Agosto 1968
La «primavera di Praga», una lezione per l’Europa di oggi
Il cosidetto «socialismo dal volto umano» conteneva ideali che sarebbero molto utili
di Federigo Argentieri (Corriere della Sera, 20.08.2016) E’ probabile che il termine Primavera di Praga sia pressoché sconosciuto a chi ha meno di cinquant’anni, a meno che non si tratti di persone professionalmente impegnate nello studio della storia o della politica internazionale; ed è altrettanto probabile che nella Repubblica ceca e nella Slovacchia di oggi il 21 agosto - data della fine (nel 1968) di quella esperienza, causata dall’invasione armata da parte di cinque paesi guidati dall’URSS - sarà ricordato svogliatamente e soltanto come la fine di un’illusione ingenua, per non dire stupida.

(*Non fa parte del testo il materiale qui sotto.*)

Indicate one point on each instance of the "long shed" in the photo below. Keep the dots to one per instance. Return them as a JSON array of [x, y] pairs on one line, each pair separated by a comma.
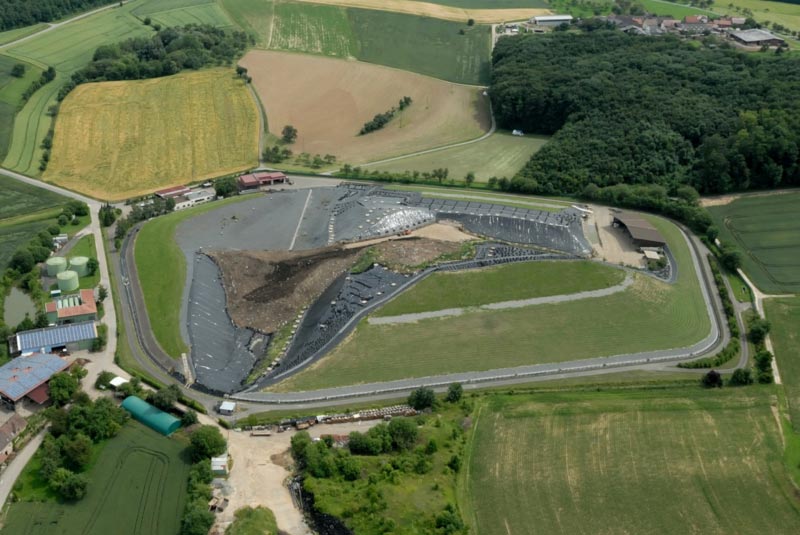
[[150, 416]]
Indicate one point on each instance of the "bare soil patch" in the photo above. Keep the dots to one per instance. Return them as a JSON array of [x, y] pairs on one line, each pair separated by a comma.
[[329, 100]]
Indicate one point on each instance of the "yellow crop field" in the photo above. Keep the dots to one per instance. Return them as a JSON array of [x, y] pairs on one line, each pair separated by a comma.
[[115, 140]]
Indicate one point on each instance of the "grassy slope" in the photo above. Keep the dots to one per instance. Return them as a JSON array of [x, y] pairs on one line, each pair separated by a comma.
[[424, 45], [502, 283], [635, 462], [500, 155], [138, 484], [784, 315], [162, 272], [649, 315], [107, 147], [766, 230]]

Similmente, è prevedibile che in Occidente si dia poco spazio a quello che oltretutto non è neanche un anniversario tondo, per concentrarsi sui problemi odierni, «ben altrimenti importanti»: il terrorismo, l’immigrazione, il rapporto tra multiculturalismo e lealtà alle istituzioni, il disastro umanitario in Siria, la perdurante instabilità in Libia e così via. Sarebbe invece necessario prestare maggiore attenzione ai legami che esistono tra gli eventi di ieri e quelli di oggi, e tra quelli che riguardano l’Europa orientale e il Medio oriente, che in fin dei conti rappresentano le due principali aree di instabilità, per tentare di comprendere meglio la posta in gioco e i rischi esistenti nel medio e nel lungo termine.
Il mondo occidentale è sempre più diviso tra chi vuole chiudere le frontiere, regredendo così di molti decenni, e chi invece vuole distinguere tra terrorismo, da prevenire e combattere, e accoglienza nei limiti del possibile e del ragionevole ai rifugiati: tale divisione potrebbe divenire irrimediabile se, cosa non impossibile, Trump vincesse le prossime elezioni americane e Marine Le Pen quelle francesi del 2017.
Ciò è ben noto a tutti, ma meno noto è che la Russia di Putin prema con forza - perlopiù occulta, ma ugualmente discernibile - per uno scenario di questo genere, che si è già fregiato di una formidabile vittoria nel recente referendum in Gran Bretagna, portando Boris Johnson al Foreign Office; e il suo brutale intervento in Siria anticipa quello che potrebbe succedere in futuro. A Mosca si sa bene che negli anni elettorali i presidenti americani sono «anatre zoppe»: sia l’invasione della Cecoslovacchia che quella dell’Ungheria nel 1956 avvennero in prossimità di tali elezioni, e la pressione militare di questi giorni sull’Ucraina fa presagire un déjà vu che anche nelle modalità aggressive e menzognere ricorda i peggiori aspetti della cosiddetta «dottrina Brezhnev», pilastro dell’imperialismo sovietico.
L’Ucraina negli ultimi tre anni ha messo in moto il quinto tentativo di un paese vicino alla frontiera russa o sovietica di staccarsi da un impero intruso e sgradito, e di avvicinarsi all’Occidente: nel 1953 ci aveva provato la Germania Est, poi l’Ungheria, la Cecoslovacchia e la Polonia nel 1980-81. Soprattutto in questi ultimi tre casi il processo suscitò speranze enormi, e la sua brutale repressione, che colpì intere generazioni, ha prodotto il cinismo e l’egoismo di oggi: questi paesi sono liberi, ma di princìpi che non siano l’affarismo o gli interessi di bottega non vogliono saperne perché «in passato hanno causato solo guai».
Invece il cosiddetto «socialismo dal volto umano» della Primavera di Praga conteneva ideali che sarebbero molto utili all’Europa di oggi: se il continente fosse realmente unito e solidale, potrebbe avere forza sufficiente sia per opporsi alle ricorrenti tentazioni unilateraliste americane e all’endemico imperialismo moscovita, che per combattere il terrorismo favorendo contemporaneamente soluzioni di pace e di integrazione rispettose di ogni identità.